Le petit air joyeux, entêtante musique, Qu'on a tous fredonné, sans même qu'on l’explique, Qu'elle a sans y penser, ressentit quelque gêne, Et que son cœur battait, sans plus aucune peine,
Qu’en se levant, légère avec le point du jour, Elle avait attrapé quelques bribes d’amour.

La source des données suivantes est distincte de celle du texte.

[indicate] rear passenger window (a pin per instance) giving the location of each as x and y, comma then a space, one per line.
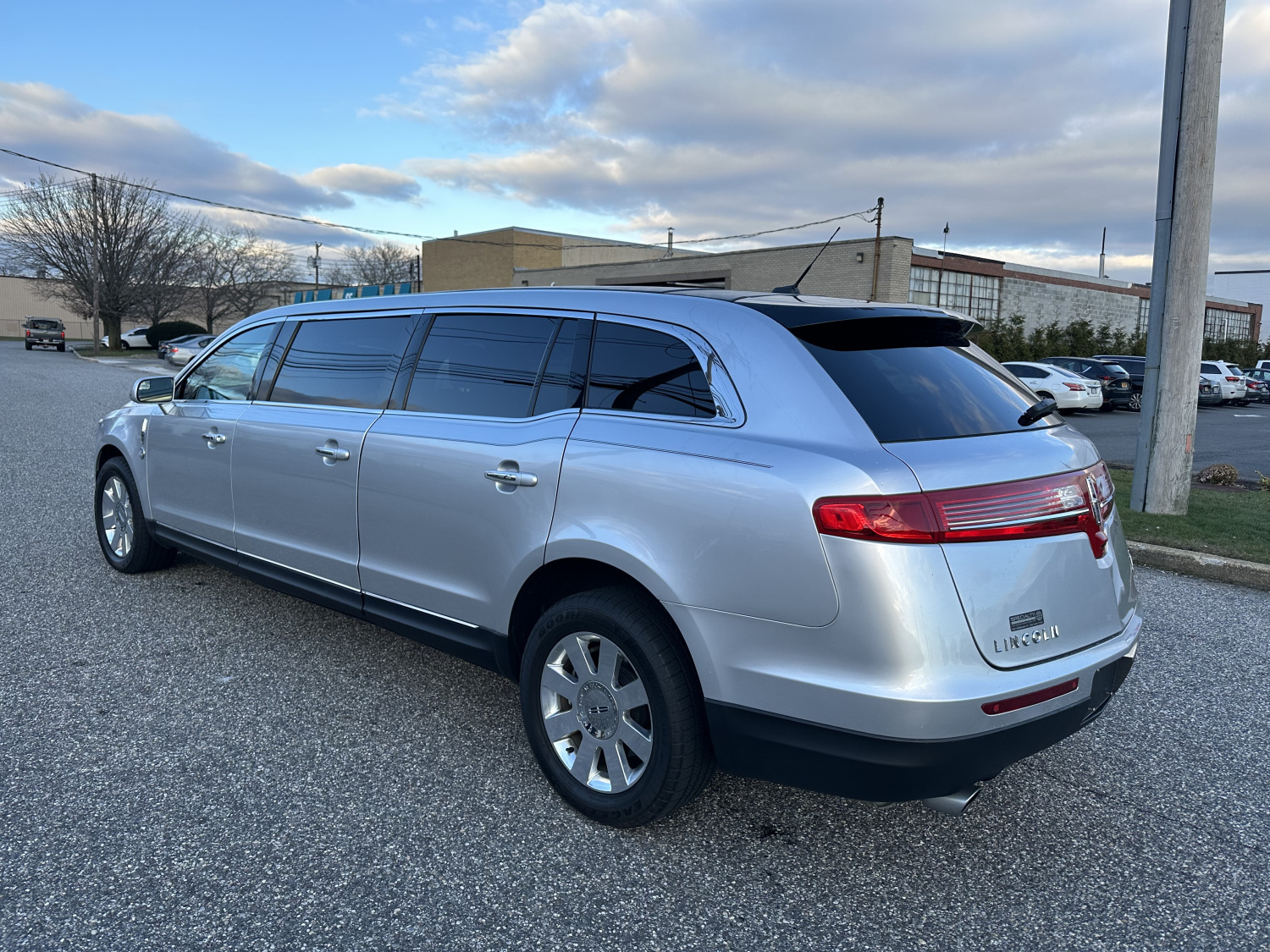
228, 372
566, 375
482, 365
343, 363
645, 371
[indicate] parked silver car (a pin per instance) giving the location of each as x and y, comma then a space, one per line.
815, 541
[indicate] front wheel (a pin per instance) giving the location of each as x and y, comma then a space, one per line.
612, 708
121, 527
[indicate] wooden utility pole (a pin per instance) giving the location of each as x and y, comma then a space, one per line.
873, 294
97, 277
1184, 211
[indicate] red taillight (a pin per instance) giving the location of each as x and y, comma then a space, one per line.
1051, 505
1013, 703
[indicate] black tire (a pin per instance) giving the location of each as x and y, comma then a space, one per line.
142, 553
681, 761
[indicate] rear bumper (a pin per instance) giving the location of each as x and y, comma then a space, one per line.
864, 767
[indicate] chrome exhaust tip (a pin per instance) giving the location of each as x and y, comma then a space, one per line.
954, 804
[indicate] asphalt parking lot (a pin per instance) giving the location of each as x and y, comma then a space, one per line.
188, 761
1239, 436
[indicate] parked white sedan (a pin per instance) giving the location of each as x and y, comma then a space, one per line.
134, 340
1071, 391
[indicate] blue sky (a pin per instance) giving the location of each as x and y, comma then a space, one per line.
1028, 126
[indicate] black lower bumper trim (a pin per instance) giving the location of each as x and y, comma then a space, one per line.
832, 761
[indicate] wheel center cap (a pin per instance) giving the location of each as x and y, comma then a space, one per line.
597, 710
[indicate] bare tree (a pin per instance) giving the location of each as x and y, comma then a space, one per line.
235, 272
169, 268
381, 263
48, 231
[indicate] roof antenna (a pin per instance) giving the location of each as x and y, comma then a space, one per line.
792, 289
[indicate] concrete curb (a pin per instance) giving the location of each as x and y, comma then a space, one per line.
1236, 571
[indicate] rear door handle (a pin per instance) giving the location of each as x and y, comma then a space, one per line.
512, 479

Flocons virevoltants aux flonflons de la fête, Qui remplissaient de joie et son cœur et sa tête.
Qu’il n’existait plus rien que l’objet de ses vœux Et qu’elle avait enfin le regard amoureux.
Mais je rêve, mon dieu, je rêve et me transpose Il ne peut advenir une pareille chose Elle ne viendra pas, te dire un sentiment Qu’elle n’a pas pour toi mais que toi tu ressens
Allons ressaisis toi, va fermer la fenêtre Cela ne se fait pas de vivre d’un peut-être Laisse ce sentiment à cette rêverie Tu as déjà son cœur en étant son ami.
Ne va pas tout gâcher en voulant plus encore, Rêve mon pauvre cœur, sois l’ami qu’elle adore.